Quem, por exemplo, como é o meu caso, embarca no terminal de integração de Igaraçu rumo ao Recife, com toda a certeza, antes de chegar ao seu destino, ouvirá dentro do coletivo pelo menos dez pregões anunciando uma gama variadíssima de produtos – e quando se trata de alimentos industrializados geralmente o vendedor começa a sua propaganda dizendo que o que ele está oferecendo se encontra dentro do prazo de validade -: bolo, biscoito, sanduíche, refrigerante, pudim, mousse, pastel, coxinha, salgadinho, pipoca, água mineral, escova de dente, fone de ouvido, caneta, palavras cruzadas, capas para celular, amendoim, porta-documentos, trufas, cremes contra uma coisa e outra. Gente é tanta coisa e são tantos os vendedores que entram e saem dos coletivos quando estes – no caso dos veículos do tipo BRT – param nas estações, que é mesmo um espanto. Embora a maioria dos vendedores seja do sexo masculino, entre eles é grande a presença do público feminino; e em ambos os grupos a faixa etária não varia muito: em geral são todos jovens; mas eu já vi indivíduos de meia-idade e até idosos nessa labuta.

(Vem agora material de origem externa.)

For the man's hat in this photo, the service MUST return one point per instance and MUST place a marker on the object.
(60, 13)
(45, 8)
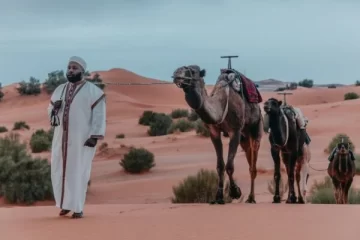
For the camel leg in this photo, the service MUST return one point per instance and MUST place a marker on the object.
(220, 165)
(298, 178)
(234, 191)
(275, 153)
(346, 190)
(336, 190)
(304, 172)
(252, 160)
(290, 171)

Não sei se há uma relação neste sentido, mas eu creio que a presença tão maciça de vendedores dentro dos ônibus têm inibido a ação dos pedintes, porque não se veem tantos como até há algum tempo atrás se via; talvez eles se sintam constrangidos em “pedir uma ajuda” no mesmo espaço onde tem sido constante a atuação de vendedores. Porém de vez em quando eles dão as caras. Dia desses, num BRT que eu tomei em Abreu e Lima com destino à capital, embarcou uma senhora em Paulista que não demorou a fazer o seu discurso de coitadinha. Ao meu lado, de pé, duas mocinhas se puseram a greiar à boca miúda enquanto a pedinte falava:

- Minha gente, se vocês não puderem me ajudar, por favor, não me julguem nem me critiquem.

- Ó pra isso!

- Eu tô aqui pedindo uma ajuda pra comprar comida. Todo dia eu saio de casa logo cedo. Eu podia sair pra roubar mas eu venho pedir.

- Não é de lascar?! Por que ela não sai pra procurar emprego?!

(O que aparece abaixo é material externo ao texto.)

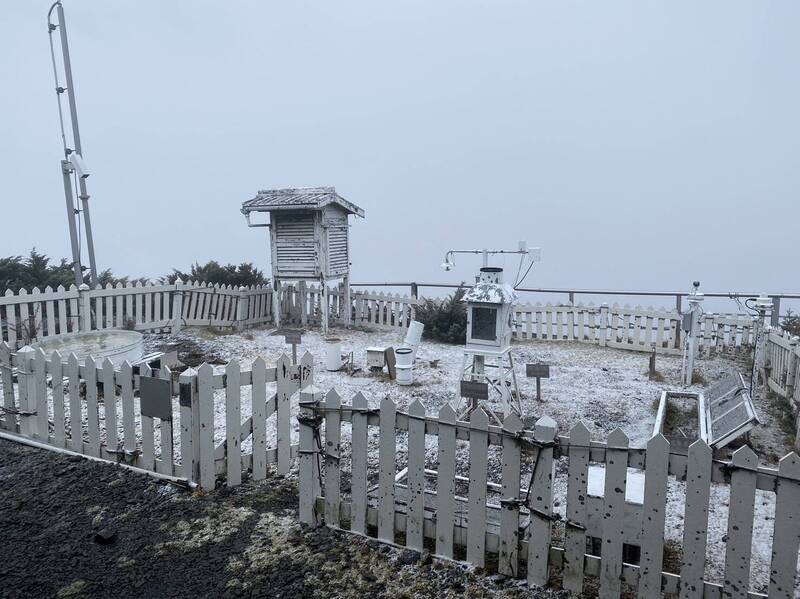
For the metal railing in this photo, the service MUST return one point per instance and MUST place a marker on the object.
(572, 292)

- Pessoal, por favor, me ajudem. Tenho certeza que se fosse pra comprar droga, como fazem uns caras que sobem nos ônibus, vocês ajudavam – ela disse isso e começou a chorar no ônibus superlotado no princípio daquela manhã de agosto. E ao ouvir isso uma das jovens disparou:

- Vê só! A Rede Globo tá perdendo uma boa atriz.

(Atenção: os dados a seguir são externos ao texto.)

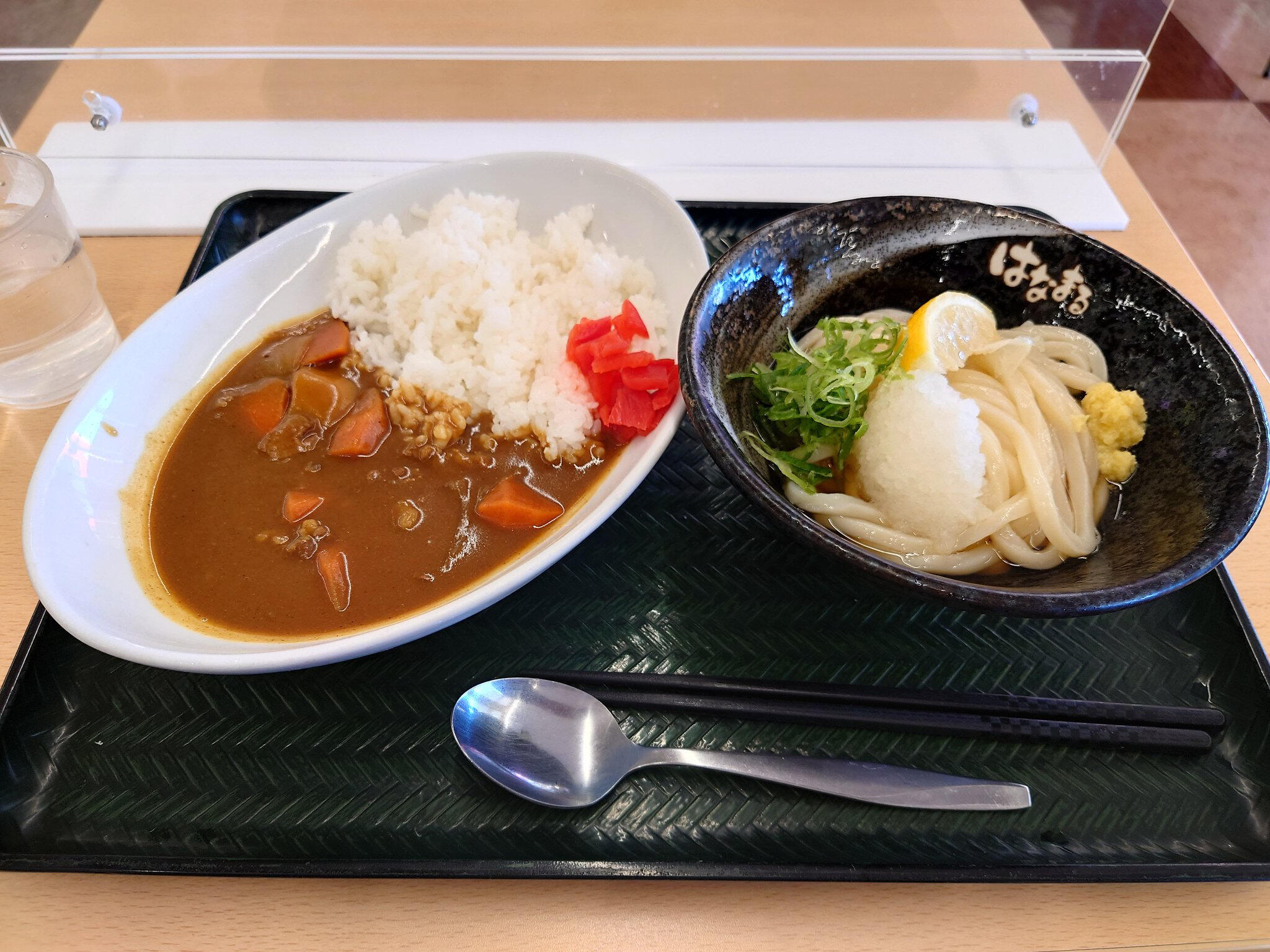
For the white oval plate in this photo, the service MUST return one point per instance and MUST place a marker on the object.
(73, 527)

Nos últimos meses eu também circulei de ônibus por João Pessoa e São Luís e posso dizer que não vi nessas duas cidades nada que se comparasse ao que tem sido visto nos coletivos que circulam na Região Metropolitana da capital pernambucana. À dura realidade dos milhares de usuários de um ainda precário e inseguro transporte público veio se somar o drama de centenas – talvez milhares – de indivíduos que têm buscado ganhar a vida vendendo uma coisinha e outra nos diferentes itinerários percorridos pela numerosa frota. Como usuários do transporte público de passageiros muitas vezes perdemos um tempo danado esperando por um ônibus que parece que não vem nunca; mas o aluguel de uma morada, as contas de água e de luz e principalmente a fome não conseguem esperar tanto assim.


Um comentário:

  1. Concordo!! Porém a crise como você mesmo frisou é geral. Todavia, já posso dizer que em São Luis, apesar das estatistica ser menor em relação a Recife, ja dá pra se notar o grande fluxo também de pedintes e vendedores ambulantes e percebo que grande impótação se dá da cidade do Recife. Digo isto, porque ao se indentificarem, dizem que são originários de Recife, em regime de tratamento de entorpecentes.